DALLAS (AP) — The lawyer for a black woman who's seen on video being wrestled to the ground and arrested by a white officer said Friday the burden is on police to prove the officer's actions weren't racially motivated.
Attorney S. Lee Merritt said police in Fort Worth and elsewhere in the country have shown "discriminatory behavior" toward minorities. He told The Associated Press that his client, Jacqueline Craig, is not currently considering a federal civil rights claim against police. She wants to see the Fort Worth officer fired and other actions taken by authorities, Merritt said.
"Everything that was done that day was done incorrectly," he said.
The officer, whose name hasn't been released, responded to a call for service after Craig argued with a man who she said had physically confronted her 7-year-old son for littering. In the cellphone video of Wednesday's incident, Craig can be heard telling the officer that the man had "grabbed and choked" her son.
The officer engages Craig in a conversation that quickly escalates. He asks why she hadn't taught her son not to litter. Craig says that regardless of whether the boy littered, the man did not have the right to "put his hands on him." The officer says, "Why not?"
One of Craig's daughters tries to push her mother away, but the officer forces Craig and the teen to the ground. He points a stun gun into Craig's back and then at her daughter when she tries to approach. Craig, her daughter and a second daughter who intervened were arrested on charges that include disorderly conduct. All three are now out of jail and back home.
Video of the confrontation posted to Facebook has been viewed more than 2.5 million times.
The officer allowed the situation to escalate, Merritt said, and did not file a report on Craig's claim that her neighbor accosted her son.

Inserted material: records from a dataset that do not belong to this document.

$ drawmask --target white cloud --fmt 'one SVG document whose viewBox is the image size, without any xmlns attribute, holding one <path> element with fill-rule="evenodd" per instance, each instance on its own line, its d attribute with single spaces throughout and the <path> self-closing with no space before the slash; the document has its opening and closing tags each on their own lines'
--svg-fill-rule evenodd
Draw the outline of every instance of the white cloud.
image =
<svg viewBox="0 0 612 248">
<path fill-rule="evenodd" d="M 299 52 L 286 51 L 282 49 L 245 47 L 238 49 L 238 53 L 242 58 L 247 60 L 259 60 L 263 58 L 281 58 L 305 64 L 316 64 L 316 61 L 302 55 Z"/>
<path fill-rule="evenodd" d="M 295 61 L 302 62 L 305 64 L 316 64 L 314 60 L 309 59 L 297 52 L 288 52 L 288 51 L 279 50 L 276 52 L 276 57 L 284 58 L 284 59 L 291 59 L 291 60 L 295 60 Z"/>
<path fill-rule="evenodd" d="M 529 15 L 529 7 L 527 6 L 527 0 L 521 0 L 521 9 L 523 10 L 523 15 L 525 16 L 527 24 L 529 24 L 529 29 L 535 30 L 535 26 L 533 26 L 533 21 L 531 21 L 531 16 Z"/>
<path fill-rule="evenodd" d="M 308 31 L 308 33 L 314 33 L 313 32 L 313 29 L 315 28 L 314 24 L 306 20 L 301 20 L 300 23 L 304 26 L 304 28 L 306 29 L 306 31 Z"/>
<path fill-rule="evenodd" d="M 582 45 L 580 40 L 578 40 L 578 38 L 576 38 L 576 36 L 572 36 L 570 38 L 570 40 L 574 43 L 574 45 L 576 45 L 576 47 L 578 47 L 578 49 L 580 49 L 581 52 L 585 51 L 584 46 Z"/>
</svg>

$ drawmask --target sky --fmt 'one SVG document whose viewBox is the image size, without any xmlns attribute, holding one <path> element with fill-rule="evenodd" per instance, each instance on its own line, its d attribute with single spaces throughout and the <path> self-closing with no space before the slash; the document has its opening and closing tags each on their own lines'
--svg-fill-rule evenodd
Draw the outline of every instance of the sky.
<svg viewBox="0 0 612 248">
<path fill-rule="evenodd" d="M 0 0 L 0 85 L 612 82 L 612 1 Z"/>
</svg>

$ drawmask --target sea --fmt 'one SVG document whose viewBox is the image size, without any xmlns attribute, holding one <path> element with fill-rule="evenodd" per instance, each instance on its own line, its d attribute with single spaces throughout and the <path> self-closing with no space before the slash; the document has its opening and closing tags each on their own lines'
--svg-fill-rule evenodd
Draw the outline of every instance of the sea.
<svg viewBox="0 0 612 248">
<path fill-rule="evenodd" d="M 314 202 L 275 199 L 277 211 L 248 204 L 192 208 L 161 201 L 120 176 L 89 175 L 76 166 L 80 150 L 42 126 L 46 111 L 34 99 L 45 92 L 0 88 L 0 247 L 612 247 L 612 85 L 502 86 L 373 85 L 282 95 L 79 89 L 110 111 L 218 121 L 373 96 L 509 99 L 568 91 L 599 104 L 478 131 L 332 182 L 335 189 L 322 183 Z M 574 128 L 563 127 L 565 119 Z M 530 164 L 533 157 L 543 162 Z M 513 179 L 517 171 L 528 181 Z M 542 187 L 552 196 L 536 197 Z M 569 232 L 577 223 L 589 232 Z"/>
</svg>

"We don't see this kind of action taken against citizens who are not black or who aren't brown," he said.
The officer was placed on restricted duty Thursday. Fort Worth police did not respond Friday to questions about the internal affairs investigation into the matter.
Attorney Terry Daffron, who represents the officer as counsel for the Combined Law Enforcement Association of Texas, said people shouldn't jump to conclusions based solely on the video, the Fort Worth Star-Telegram reported.
"As has become the norm in our society, the video does not show the entire interaction between the officer and the individuals on the scene," Daffron said in a statement to the newspaper. "It is shameful that there is an immediate rush to judgment that my client is a racist cop simply because of the color of his skin ... I am confident that when all of the facts, evidence, and information come to light, it will present a different account of the events."
The incident prompted about 100 protesters to gather Thursday evening at a courthouse, holding signs that read, "Moms Stick Together," ''Racism Is a Sin," and "Am I Next?"
Police said in a statement that they have reviewed the officer's body camera footage, but will not be releasing it or many other details because state law regarding internal investigations doesn't allow them to do so.
"We acknowledge that the initial appearance of the video may raise serious questions," the police statement said. "We ask that our investigators are given the time and opportunity to thoroughly examine this incident and to submit their findings."